Pocket, $6.99, ISBN 0-671-02740-9
Historical Romantic Suspense, 2000 (Reissue)
A debut author whose book is a hardcover. Hmm, I can hear the knives and forks being pulled out from under the critics’ tables already. Me, I don’t buy hardcovers, they’re too expensive, so I am reading and reviewing this only after it is available in mass market paperback.
I’m almost afraid to read this book as a result. But hey, I thought, why not? Well, I can now safely say that this book isn’t that bad. It’s not good, but it’s not awful. But take that with a pinch of salt. I didn’t pay $18 for this (“only” $6.99), so I could afford to keep the scalpel and dentist drill safely tucked away while reading this book.
For me, the plot of a story determines whether it sinks or stays afloat. Here, we have surly, one-dimensional Ian Foscani, the Conte d’Aostro, and female doctor and buxom bimbo Bianca Salva thinking the other murdered courtesan Isabella Bellocchio. You see, they stumbled upon each other over poor Isabella’s body, with Bianca holding the murder weapon. The story is set in Renaissance Italy, by the way.
Sounds good so far. But then, guess what? For some silly reason Ian demands that they fake an engagement, all the while he believing her a murderer. It must be something in the Venetian water. And Bianca, whom I am convinced is the prototype for Barbie dolls everywhere, wants to perform an autopsy on the dead woman. Seems the only way she can get her hands on that corpse is via an engagement.
Only in books you don’t call the law when you stumble upon a dead body. Only in fiction la-la land do you pretend to marry under the most implausible circumstances. This book sinks a hundred feet under the plausibility quicksand and is never seen reemerging ever again. I find myself going “Huh?” almost right away – in Chapter Three actually – and it requires the strongest of will for me not to take up a red pen and start making notes at the sidelines.
Ian is a blockhead, a total nincompoop who isn’t a very hospitable, much less compelling hero. He alternates between casting aspersions at Bianca or lusting after her Barbie doll measurements. He doesn’t trust her, but has no qualms in playing patty cakes with her.
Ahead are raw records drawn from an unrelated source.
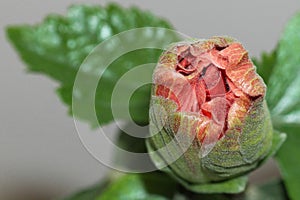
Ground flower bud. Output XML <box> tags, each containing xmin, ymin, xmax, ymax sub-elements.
<box><xmin>147</xmin><ymin>37</ymin><xmax>273</xmax><ymax>184</ymax></box>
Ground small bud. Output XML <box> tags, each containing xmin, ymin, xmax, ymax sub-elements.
<box><xmin>147</xmin><ymin>37</ymin><xmax>273</xmax><ymax>184</ymax></box>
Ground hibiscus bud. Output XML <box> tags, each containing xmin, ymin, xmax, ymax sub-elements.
<box><xmin>147</xmin><ymin>37</ymin><xmax>273</xmax><ymax>183</ymax></box>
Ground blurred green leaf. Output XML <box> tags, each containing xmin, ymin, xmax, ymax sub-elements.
<box><xmin>267</xmin><ymin>13</ymin><xmax>300</xmax><ymax>128</ymax></box>
<box><xmin>252</xmin><ymin>49</ymin><xmax>276</xmax><ymax>83</ymax></box>
<box><xmin>261</xmin><ymin>10</ymin><xmax>300</xmax><ymax>199</ymax></box>
<box><xmin>97</xmin><ymin>172</ymin><xmax>177</xmax><ymax>200</ymax></box>
<box><xmin>276</xmin><ymin>126</ymin><xmax>300</xmax><ymax>199</ymax></box>
<box><xmin>6</xmin><ymin>4</ymin><xmax>176</xmax><ymax>126</ymax></box>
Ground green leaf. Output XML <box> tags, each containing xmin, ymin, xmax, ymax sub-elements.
<box><xmin>252</xmin><ymin>48</ymin><xmax>276</xmax><ymax>83</ymax></box>
<box><xmin>97</xmin><ymin>172</ymin><xmax>176</xmax><ymax>200</ymax></box>
<box><xmin>267</xmin><ymin>10</ymin><xmax>300</xmax><ymax>199</ymax></box>
<box><xmin>267</xmin><ymin>13</ymin><xmax>300</xmax><ymax>128</ymax></box>
<box><xmin>6</xmin><ymin>4</ymin><xmax>178</xmax><ymax>127</ymax></box>
<box><xmin>276</xmin><ymin>126</ymin><xmax>300</xmax><ymax>199</ymax></box>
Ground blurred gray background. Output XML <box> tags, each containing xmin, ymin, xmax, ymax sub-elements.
<box><xmin>0</xmin><ymin>0</ymin><xmax>300</xmax><ymax>200</ymax></box>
Gee, that is so adolescent high school tomcat behavior.
Then there’s Bianca, dear Bianca, who wants to be a doctor but can’t. The book maintains it’s because of her sex, but I say it’s because of the fact that she’s empty upstairs. That ninny supposedly wants to find the murderer of Isabella, but she gets sidetracked – no, make that skidded off the mountain path and fell right down into a ravine and never seen again – whenever Ian waves his protruding banjo at her. Silly woman. If I’m her, no way will I get all chilly in my erogenous zones whenever that insulting, obnoxious boor even looks at me. What happened to pride? Oh, and dear Bianca is willing to do the wild thing by page 121 (or is it 131?) because she is consumed by intellectual curiosity about Procreation Mechanics 101. This from a woman who has friends among courtesans. Take it from me: if you’re consumed by burning curiosity about jolly fun stuff of the bedroom, please pick someone worthy for your desire to learn. Not a bad tempered, insulting, cold, and totally unpleasant swine whose only good (if superficial) trait is being handsome and gloriously blond.
Then there is this rather confusing style of writing, where there are many awkward and abrupt changes of point-of-view. There are paragraphs where up to three people are talking, all their conversations thrown into one confusing mess. Sometimes there are two men in the room, and the use of “he”, “him”, and “his” becomes totally bewildering. Whose him is getting him’ed? All I got from all this analysis was a headache.
But then again, these faults don’t hide the fact that Miss Jaffe is an author that, with tighter editing and proofreading, can probably go far. This is a first book, after all, and allowances have to be made. So what if historical details are a bit lacking? So what if the heroine’s a bimbo and the hero’s a Ken doll?
Hmm, maybe I didn’t quite put away my scalpel after all.